Güncelleme Tarihi:
Bodrum'un Gümbet Mahallesi sahilinden dün saat 05.47'de denize açılan kaçak göçmenlerin bulunduğu 'Ela' isimli fiber tekne, kıyıdan ayrıldıktan yaklaşık 50 metre sonra battı. Suya düşen Filistin ve Suriye uyruklu kaçak göçmenlerin yardımına, ilk olarak çevredekiler koştu. Denizden 17 göçmen kurtarılırken, 3 kişi de kendi imkanlarıyla sahile çıktı. İlçe Emniyet Müdürlüğü ekipleri ise karada olay yerine yakın bölgede, çoğu Filistin ve Somali uyruklu 14 kaçak göçmeni daha yakaladı.
Batan teknedeki toplam 20 kaçak göçmenden Filistin uyruklu Melek Abucezar (9) ve Nafiso Mohamed Abdi (12) adlı kız çocukları, kaldırıldıkları hastanede yaşamını yitirdi. Duran kalbi çalıştırıldıktan sonra İzmir'deki Tepecik Eğitim ve Araştırma Hastanesi'ne sevk edilen Filistinli uyruklu Ihab Ebucezar (4) da bugün hayatını kaybetti.
Olayın ardından başlatılan soruşturma kapsamında ise kaçak geçişi organize ettikleri gerekçesiyle 7 kişi gözaltına alındı.
O TRAFİK POLİSİ KONUŞTU
Denize düşen göçmenleri kurtarmak için yapılan çalışmalar sırasında trafik polisi Harun Kulaçoğlu da denizden kucağına aldığı Melek Abucezar isimli küçük kıza önce kalp masajı yaptı, ardından da kucağına alıp koşarak, yaklaşık 100 metre ilerideki sağlık görevlilerinin yanına götürdü. Küçük kızı yaşatmak için müdahalede bulunan sağlık görevlilerini gözyaşlarıyla izledi. Başta İçişleri Bakanı Süleyman Soylu olmak üzere çok sayıda yöneticisinin telefonla arayıp, verdiği mücadele için kutlayıp, teşekkür ettiği polis memuru Harun Kulaçoğlu yaşadığı o anları anlattı.

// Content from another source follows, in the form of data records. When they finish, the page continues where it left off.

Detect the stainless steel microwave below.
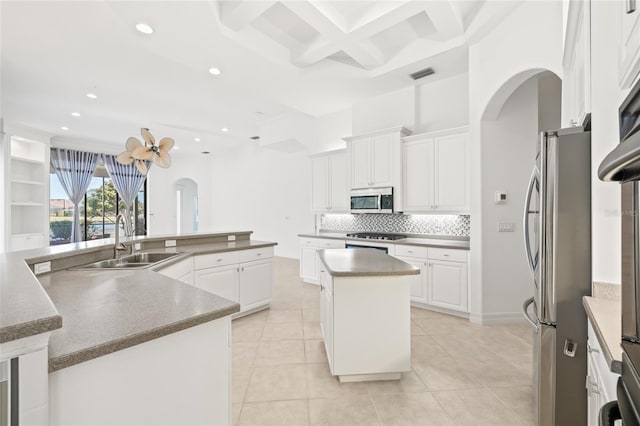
[351,187,393,213]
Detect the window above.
[49,173,147,246]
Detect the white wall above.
[591,1,628,283]
[469,1,562,323]
[147,150,215,235]
[205,144,314,258]
[311,108,354,154]
[352,73,469,135]
[413,73,469,133]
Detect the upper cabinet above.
[618,0,640,89]
[402,127,471,214]
[311,150,349,213]
[344,127,410,210]
[562,0,591,127]
[3,136,49,251]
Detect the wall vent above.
[409,67,435,80]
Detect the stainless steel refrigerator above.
[523,127,591,426]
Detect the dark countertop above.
[582,296,622,374]
[0,232,276,371]
[298,232,469,250]
[318,249,420,277]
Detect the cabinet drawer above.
[318,239,344,249]
[193,251,238,271]
[238,247,273,263]
[395,244,430,258]
[429,248,467,262]
[300,237,318,247]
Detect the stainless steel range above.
[347,232,407,241]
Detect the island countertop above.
[0,231,276,371]
[318,249,420,277]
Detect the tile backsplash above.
[320,214,471,237]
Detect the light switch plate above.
[498,222,516,232]
[33,262,51,275]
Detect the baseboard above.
[411,301,469,318]
[469,312,527,325]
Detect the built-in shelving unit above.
[5,136,49,251]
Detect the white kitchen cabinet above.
[239,259,273,310]
[194,247,273,316]
[427,260,469,312]
[562,0,591,127]
[617,1,640,89]
[311,150,349,213]
[395,244,469,314]
[194,265,240,302]
[344,127,410,210]
[2,137,49,251]
[402,127,471,214]
[320,269,335,374]
[300,237,345,284]
[585,321,620,426]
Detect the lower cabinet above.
[194,247,273,312]
[395,244,469,313]
[300,237,345,284]
[427,260,469,312]
[585,321,620,426]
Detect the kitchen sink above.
[71,253,182,271]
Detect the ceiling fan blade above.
[136,160,149,176]
[140,127,156,145]
[153,151,171,169]
[131,146,154,160]
[125,136,144,152]
[158,138,175,152]
[116,151,133,165]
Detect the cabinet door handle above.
[626,0,636,13]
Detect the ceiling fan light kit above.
[116,127,175,175]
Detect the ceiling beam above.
[220,0,276,31]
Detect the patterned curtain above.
[102,155,151,236]
[51,148,100,242]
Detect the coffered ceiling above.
[0,0,519,152]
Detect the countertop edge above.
[582,296,622,374]
[49,303,240,373]
[0,314,62,344]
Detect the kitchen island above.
[318,249,420,382]
[0,231,276,425]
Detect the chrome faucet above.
[113,213,127,259]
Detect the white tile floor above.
[232,258,534,426]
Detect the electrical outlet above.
[33,262,51,275]
[498,222,516,232]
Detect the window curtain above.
[102,155,151,236]
[51,148,100,242]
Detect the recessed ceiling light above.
[136,22,153,34]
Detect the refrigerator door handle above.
[522,167,537,278]
[522,297,540,331]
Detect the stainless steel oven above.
[351,187,393,213]
[598,75,640,425]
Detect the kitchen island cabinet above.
[318,249,420,382]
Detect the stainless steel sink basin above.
[71,253,182,270]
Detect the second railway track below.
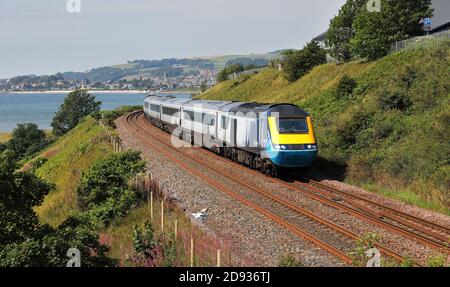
[121,112,420,263]
[132,113,450,254]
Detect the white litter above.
[192,208,208,220]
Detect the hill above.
[199,42,450,213]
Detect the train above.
[143,95,318,177]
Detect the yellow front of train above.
[265,115,318,168]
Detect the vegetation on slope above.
[36,117,112,226]
[200,42,450,215]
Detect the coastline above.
[0,90,198,94]
[2,90,151,94]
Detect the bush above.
[283,41,327,82]
[51,90,101,136]
[278,254,303,267]
[93,106,142,129]
[379,92,412,112]
[217,63,245,83]
[133,221,158,266]
[334,75,357,99]
[77,151,145,225]
[427,253,448,267]
[5,123,50,159]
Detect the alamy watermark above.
[66,248,81,267]
[366,248,381,267]
[366,0,381,13]
[66,0,81,13]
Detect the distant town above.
[0,52,279,92]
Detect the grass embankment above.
[27,112,223,265]
[199,42,450,214]
[36,117,112,226]
[0,133,11,143]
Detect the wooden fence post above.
[190,235,194,267]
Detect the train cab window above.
[222,116,230,130]
[183,110,194,122]
[150,105,159,113]
[163,107,178,116]
[278,118,308,134]
[203,114,216,126]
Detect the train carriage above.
[144,96,318,176]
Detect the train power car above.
[144,95,318,177]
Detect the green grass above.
[362,184,450,215]
[197,41,450,213]
[35,117,112,226]
[0,133,11,143]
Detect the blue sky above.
[0,0,345,78]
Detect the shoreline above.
[0,90,198,94]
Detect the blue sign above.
[423,18,433,26]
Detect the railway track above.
[296,179,450,252]
[120,112,414,264]
[130,111,450,258]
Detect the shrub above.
[5,123,50,159]
[427,253,448,267]
[283,41,327,82]
[334,75,357,99]
[51,90,101,136]
[133,221,158,266]
[77,151,145,226]
[77,151,145,208]
[217,63,245,83]
[379,92,412,112]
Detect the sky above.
[0,0,345,78]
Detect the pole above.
[150,191,153,222]
[161,200,164,232]
[190,237,194,267]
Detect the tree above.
[350,0,433,60]
[217,63,245,82]
[52,90,101,136]
[0,153,115,267]
[5,123,48,158]
[325,0,367,62]
[283,41,327,82]
[0,151,52,246]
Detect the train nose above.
[272,149,318,167]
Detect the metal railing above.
[391,30,450,52]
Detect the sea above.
[0,92,191,132]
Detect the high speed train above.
[143,95,318,177]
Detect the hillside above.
[199,42,450,213]
[34,117,112,226]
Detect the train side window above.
[163,107,178,116]
[184,110,194,122]
[203,113,216,126]
[222,116,230,130]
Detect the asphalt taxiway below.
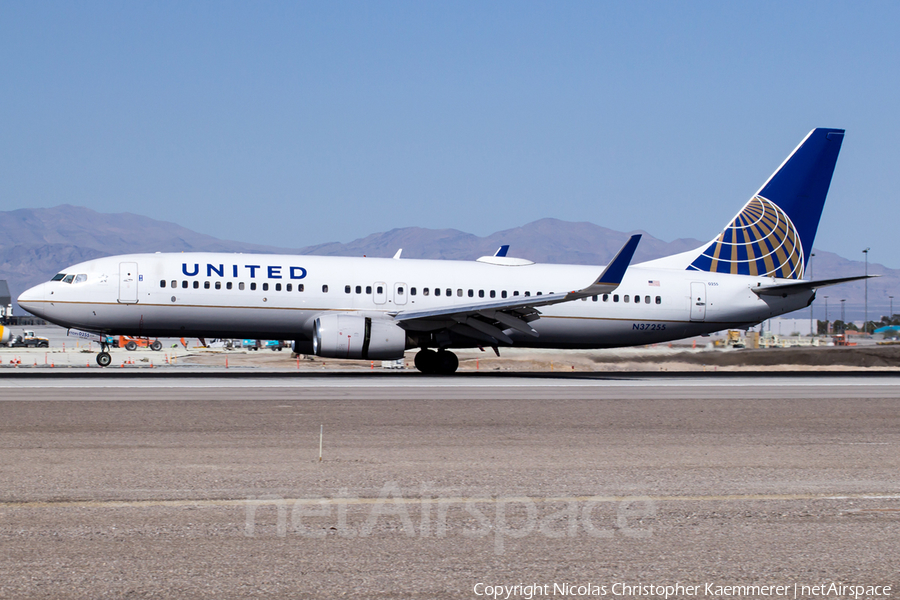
[0,373,900,598]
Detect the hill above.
[0,205,900,320]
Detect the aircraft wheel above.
[437,350,459,375]
[414,349,438,375]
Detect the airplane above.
[18,128,865,374]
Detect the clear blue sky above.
[0,0,900,267]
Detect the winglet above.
[567,233,641,299]
[594,233,641,286]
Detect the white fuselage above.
[19,253,814,348]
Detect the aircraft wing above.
[394,235,641,345]
[750,275,881,298]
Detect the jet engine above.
[313,314,406,360]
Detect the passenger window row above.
[158,275,662,304]
[159,279,304,292]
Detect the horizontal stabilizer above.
[750,275,881,298]
[571,233,641,300]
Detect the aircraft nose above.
[16,283,47,317]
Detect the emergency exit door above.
[119,263,138,304]
[691,281,706,321]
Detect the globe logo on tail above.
[688,196,803,279]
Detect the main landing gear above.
[97,342,112,367]
[415,348,459,375]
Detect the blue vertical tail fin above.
[688,129,844,279]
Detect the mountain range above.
[0,205,900,320]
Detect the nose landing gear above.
[97,342,112,367]
[415,348,459,375]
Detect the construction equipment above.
[118,335,162,352]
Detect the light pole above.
[841,298,847,333]
[863,248,871,335]
[809,252,818,337]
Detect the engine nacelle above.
[313,314,406,360]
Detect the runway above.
[0,374,900,598]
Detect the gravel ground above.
[0,380,900,598]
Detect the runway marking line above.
[0,493,900,508]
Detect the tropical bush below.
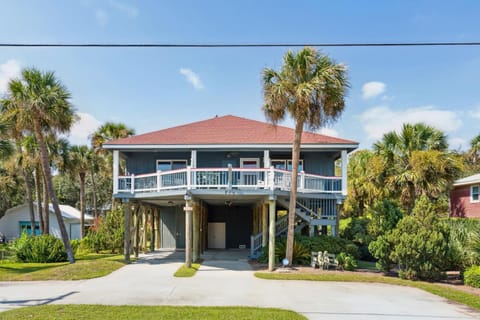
[79,207,124,253]
[13,233,67,263]
[336,252,357,271]
[463,266,480,288]
[369,196,448,280]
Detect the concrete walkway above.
[0,251,480,320]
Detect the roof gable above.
[105,115,358,146]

20 yıldır Bodrum'da görev yapan Harun Kulaçoğlu, haber merkezinden gelen telsiz anonsuyla olayın olduğu bölgeye gittiğini, İlçe Emniyet Müdürü'nün de kendisini yönlendirdiğini söyledi.
Kurtarma çalışmalarına hiç tereddüt etmeden başladığını ifade eden, birisi 20 diğeri 11 yaşında iki çocuğu bulunan Harun Kulaçoğlu, "Deniz kenarına gittiğim anda olayla karşılaştım. İnşaatta işçi olarak çalışan bir kardeşimiz kız çocuğunu denizden çıkarıyordu. Çok yorulmuştu, yardıma ihtiyacı vardı. Ben de kucakladığım çocuğa daha sonra kalp masajı yaptım. Deniz suyunun önemli bir bölümünü ağzından çıkardık. Zaman kaybetmeden sağlık görevlisi arkadaşlara teslim ettim" dedi.
'ONLAR DA BİZİM YAVRUMUZ'
Harun Kulaçoğlu, gözyaşları içerisinde kurtarma çalışmalarını izlediği anların görüntülere yansıdığının hatırlatılması üzerine, "Ben bir babayım, onlar da benim yavrum. Hayata öyle bakıyorum. 'Bütün çocuklar benim çocuğum' gibi bakıyorum. Ben devletim, devletin temsilcisiyim. Onlar da bizim evladımız gibi düşünüyorum. O anlarda kurtarma çalışmalarından başka bir olay dikkatimi çekmedi. Kurtarmaya çalıştığım sırada bir baba ne düşünürse onu düşündüm. Bu vicdan meselesi, ister istemez kendi çocuklarınızı düşünüyorsunuz. Onlar da bizim yavrumuz. Millet olarak yardım ediyoruz, insanlara kapısını açan devletin içinde yaşayan insanlarız. Korumaya, yaşatmaya çalıştık. Biz hep yaşatmaya çalıştık. Polislik mesleğinde benzer çok olayla karşılaştım. Trafik kazasında da içimiz yanıyor. Kim olursa olsun yaralanan ya da hayatını kaybeden insanlar da bizim insanımız" dedi.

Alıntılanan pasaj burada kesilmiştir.